# Physics Union Mathematics

# *PUM* Details

The strengths the *PUM* curriculum is in the repeated process through which students acquire knowledge and abilities.
Students begin each conceptual unit by observing simple, carefully selected phenomena (called observational experiments).
They look for patterns in their observations. To find these patterns they analyze their observations using different representations, learning to reason
in ways that are natural to their own learning styles. Then they devise qualitative explanations of these patterns. They then use their own explanations
to make predictions about the outcomes of new experiments (called testing experiments). Based on the outcomes of their testing experiments, confidence in
their explanation increases, or it needs revision, or it is rejected. For example, students hold a tennis ball and a medicine ball, one in each hand.
They develop the idea of interactions—the hand exerting an upward push and the Earth pulling down. What about the air? They often feel it must push down
more on the medicine ball. How can they test this hypothesis? The *PUM* video website offers them an experiment where an object is held by a spring under
a vacuum jar. Students use their own hypothesis to make a prediction about the stretch of the spring when the air is pumped out of the jar. The spring
should stretch less! But they observe that the spring stretches more and consequently revise their hypothesis.

This entire process is then repeated only this time using quantitative mathematical representations—using “progressive differentiation”, which involves a simultaneous focus on the structure of knowledge to be mastered and the learning processes of students. Following up on what the scale supporting a hanging object reads, students collect data to find a pattern between the reading of the spring scale and the known masses of the objects attached to it. They find a mathematical relationship between the force that the spring exerts on the object and the object’s mass to be about F= (9.8 N/kg) m. What is the meaning of this number – 9.8 N/kg? What do the students know from our study of motion that might explain this mysterious number, which is the same for different objects?

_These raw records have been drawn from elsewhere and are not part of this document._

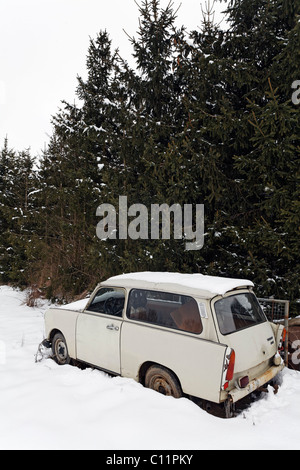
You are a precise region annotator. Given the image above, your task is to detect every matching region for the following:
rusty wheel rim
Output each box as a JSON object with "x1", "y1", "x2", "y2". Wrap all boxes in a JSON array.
[{"x1": 150, "y1": 376, "x2": 174, "y2": 396}]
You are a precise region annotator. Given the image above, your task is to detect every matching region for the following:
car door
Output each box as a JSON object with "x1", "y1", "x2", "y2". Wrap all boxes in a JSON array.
[{"x1": 76, "y1": 287, "x2": 125, "y2": 374}]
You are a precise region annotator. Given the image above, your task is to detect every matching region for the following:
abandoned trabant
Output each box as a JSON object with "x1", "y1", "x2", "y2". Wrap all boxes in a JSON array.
[{"x1": 43, "y1": 272, "x2": 284, "y2": 415}]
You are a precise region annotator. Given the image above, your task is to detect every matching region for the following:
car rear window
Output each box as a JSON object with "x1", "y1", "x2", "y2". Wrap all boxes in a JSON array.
[
  {"x1": 127, "y1": 289, "x2": 202, "y2": 334},
  {"x1": 215, "y1": 292, "x2": 267, "y2": 335}
]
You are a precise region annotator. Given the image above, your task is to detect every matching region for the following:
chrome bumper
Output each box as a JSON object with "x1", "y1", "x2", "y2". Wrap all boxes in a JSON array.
[{"x1": 228, "y1": 362, "x2": 285, "y2": 403}]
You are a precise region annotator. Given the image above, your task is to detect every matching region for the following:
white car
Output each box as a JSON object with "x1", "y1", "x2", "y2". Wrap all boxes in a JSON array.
[{"x1": 43, "y1": 272, "x2": 284, "y2": 416}]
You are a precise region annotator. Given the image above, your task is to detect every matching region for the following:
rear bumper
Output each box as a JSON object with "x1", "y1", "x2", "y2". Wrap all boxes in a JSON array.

Students learn to represent processes in multiple ways and to check for consistency between these representations—for example, the consistency of a motion diagram, a force diagram, and the application of Newton’s second law in component form to an object involved in some process. Different representations allow multiple exposures and engage different learners. This approach is likely to benefit special needs and underserved students as they might have difficulties learning if only one abstract representation is used. In labs students design their own experiments to test principles quantitatively and qualitatively and solve challenging experimental problems. It is important to note that during all stages of this process, students work cooperatively and learn to come to a consensus in terms of what they observed, how to explain it, and how to test the explanations. Student reasoning is heavily scaffolded by the guided-inquiry curriculum materials, which suggest questions for the analysis of experiments, guide students through the invention of new physical quantities, and provide data to help students find relations between the quantities (known as physics laws). Students’ engagement in experimental design is guided by questions and rubrics, and the same content and scientific abilities are developed at more sophisticated levels during a middle school/high school learning progression.